Gen-n-Val: Agentic Image Data Generation and Validation
In the fast-evolving field of computer vision, data scarcity, label noise, and long-tailed category imbalance continue to pose significant challenges. These issues are particularly pronounced in complex tasks such as object detection and instance segmentation, especially within large-vocabulary benchmarks like LVIS. Here, many categories are represented by only a handful of images, making effective training difficult. Recent advancements in synthetic data generation methods have attempted to address these challenges but often fall short due to problems like multiple objects per mask, inaccurate segmentation, and incorrect category labels.
To overcome these limitations, a novel framework named Gen-n-Val has been introduced.
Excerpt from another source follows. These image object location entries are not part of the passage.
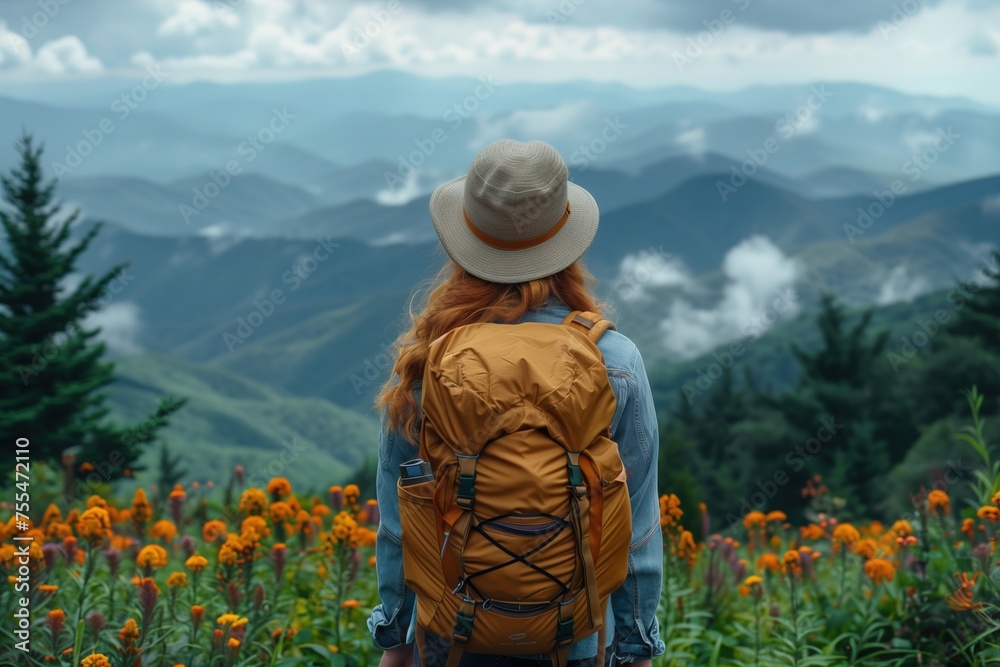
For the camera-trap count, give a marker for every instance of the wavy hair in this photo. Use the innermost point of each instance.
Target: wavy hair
(456, 298)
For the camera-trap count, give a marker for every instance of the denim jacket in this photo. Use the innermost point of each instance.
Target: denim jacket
(632, 609)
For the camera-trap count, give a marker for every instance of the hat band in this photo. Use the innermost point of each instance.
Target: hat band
(503, 244)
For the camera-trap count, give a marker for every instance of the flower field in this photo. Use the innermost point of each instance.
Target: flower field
(269, 577)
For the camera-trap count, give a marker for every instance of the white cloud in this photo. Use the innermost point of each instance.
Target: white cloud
(120, 324)
(64, 55)
(899, 285)
(403, 194)
(649, 268)
(759, 291)
(192, 17)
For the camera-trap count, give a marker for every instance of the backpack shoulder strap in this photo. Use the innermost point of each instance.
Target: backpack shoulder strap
(592, 324)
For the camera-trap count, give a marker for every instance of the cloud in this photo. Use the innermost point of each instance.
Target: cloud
(982, 44)
(790, 16)
(759, 291)
(65, 55)
(194, 16)
(899, 285)
(649, 268)
(120, 324)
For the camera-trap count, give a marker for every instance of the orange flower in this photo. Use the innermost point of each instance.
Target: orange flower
(129, 633)
(938, 502)
(279, 511)
(969, 528)
(768, 561)
(962, 598)
(213, 529)
(812, 532)
(791, 561)
(197, 611)
(152, 555)
(196, 563)
(879, 570)
(902, 528)
(846, 534)
(866, 548)
(177, 580)
(279, 487)
(164, 530)
(988, 513)
(253, 501)
(95, 524)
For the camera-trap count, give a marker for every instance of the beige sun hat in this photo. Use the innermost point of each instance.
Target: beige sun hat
(515, 216)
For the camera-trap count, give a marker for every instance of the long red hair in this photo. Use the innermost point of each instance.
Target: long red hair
(456, 298)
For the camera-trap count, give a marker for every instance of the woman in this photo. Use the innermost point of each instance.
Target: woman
(515, 229)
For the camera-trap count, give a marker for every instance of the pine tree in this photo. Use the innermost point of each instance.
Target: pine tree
(52, 388)
(836, 406)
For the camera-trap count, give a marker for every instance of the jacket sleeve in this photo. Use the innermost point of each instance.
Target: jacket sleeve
(634, 605)
(390, 620)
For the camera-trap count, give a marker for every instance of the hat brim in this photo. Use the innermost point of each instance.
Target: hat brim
(512, 266)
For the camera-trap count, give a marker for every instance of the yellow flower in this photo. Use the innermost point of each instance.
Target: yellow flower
(938, 502)
(152, 555)
(177, 580)
(164, 530)
(879, 570)
(231, 620)
(279, 487)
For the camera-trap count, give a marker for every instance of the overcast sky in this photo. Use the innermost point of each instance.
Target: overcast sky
(944, 47)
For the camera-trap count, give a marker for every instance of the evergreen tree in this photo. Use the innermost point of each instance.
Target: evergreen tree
(836, 405)
(52, 388)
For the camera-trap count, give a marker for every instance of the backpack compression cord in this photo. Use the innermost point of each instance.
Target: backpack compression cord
(516, 545)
This innovative approach utilizes Layer Diffusion (LD) in conjunction with a Large Language Model (LLM) and a Vision Large Language Model (VLLM) to generate high-quality and diverse instance masks and images specifically designed for object detection and instance segmentation tasks.
Key Features of Gen-n-Val
-
Dual-Agent Framework: Gen-n-Val operates through two key agents:
- LD Prompt Agent: This LLM is responsible for optimizing prompts that guide the LD to produce high-quality foreground single-object images and their corresponding segmentation masks.
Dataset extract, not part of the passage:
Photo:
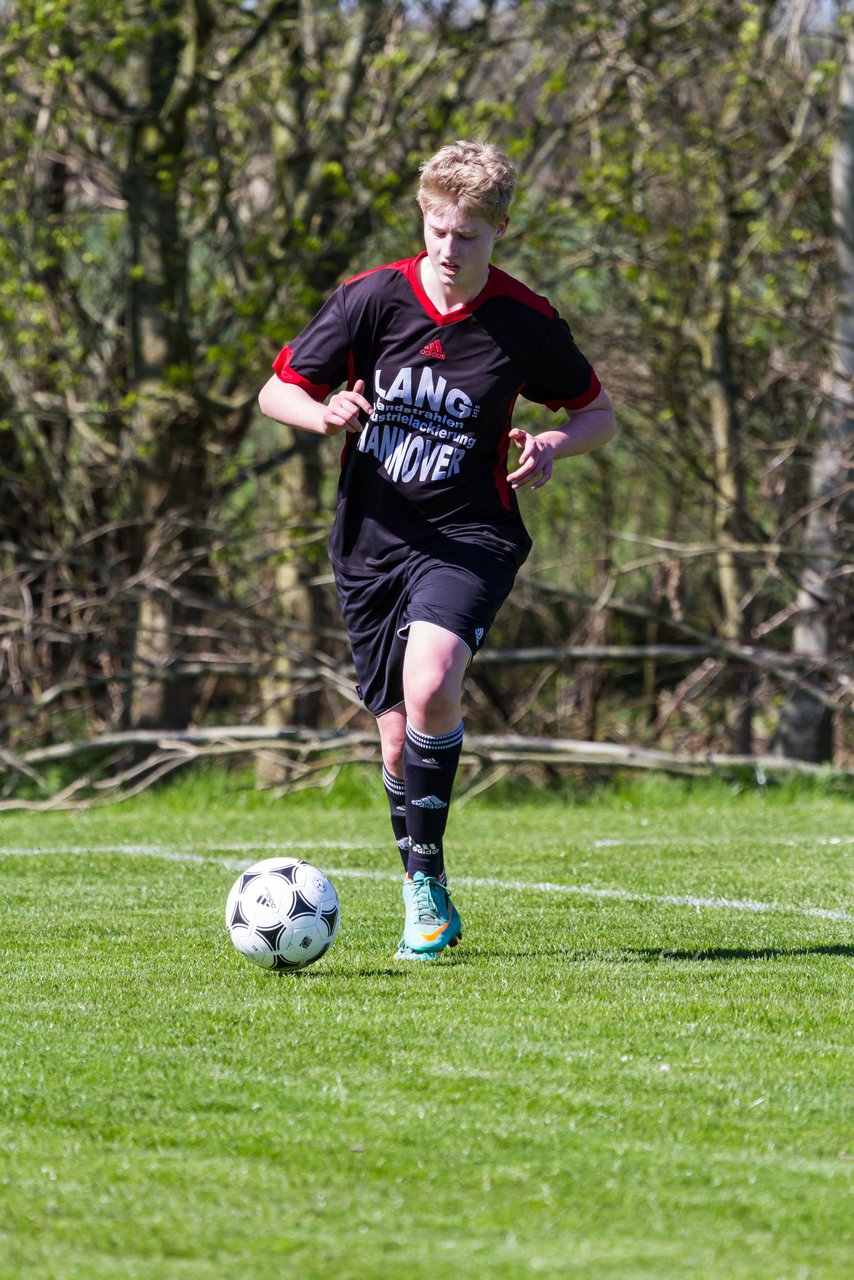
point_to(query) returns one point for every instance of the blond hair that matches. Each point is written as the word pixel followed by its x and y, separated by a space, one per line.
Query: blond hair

- Data Validation Agent: The VLLM filters out low-quality synthetic instance images, ensuring that only the best outputs are retained.
- TextGrad Optimization: The prompts used for both agents are optimized using TextGrad, enhancing the overall effectiveness of the data generation process.
- Significant Performance Improvements: Gen-n-Val demonstrates remarkable enhancements over existing synthetic data generation methods. For instance, it reduces invalid synthetic data from 50% to just 7%.
Performance Metrics
The performance metrics of Gen-n-Val are noteworthy. When evaluated on rare classes in the LVIS instance segmentation using Mask R-CNN, the framework achieved a performance improvement of 7.6%. Similarly, it demonstrated a 3.6% improvement in mean Average Precision (mAP) for rare classes in COCO instance segmentation using YOLOv9c and YOLO11m.
Furthermore, Gen-n-Val significantly outperforms previous models in open-vocabulary object detection benchmarks, achieving a 7.1% mAP improvement over YOLO-Worldv2-M when using YOLO11m.
Scalability and Accessibility
One of the standout features of Gen-n-Val is its scalability. The framework is designed to accommodate increased model capacity and larger dataset sizes, making it a versatile tool for researchers and practitioners in the field. For those interested in exploring this innovative framework, the code is available on GitHub at https://github.com/aiiu-lab/Gen-n-Val.
In conclusion, Gen-n-Val represents a significant advancement in the realm of synthetic data generation for computer vision tasks, addressing long-standing challenges and setting new benchmarks for performance and quality.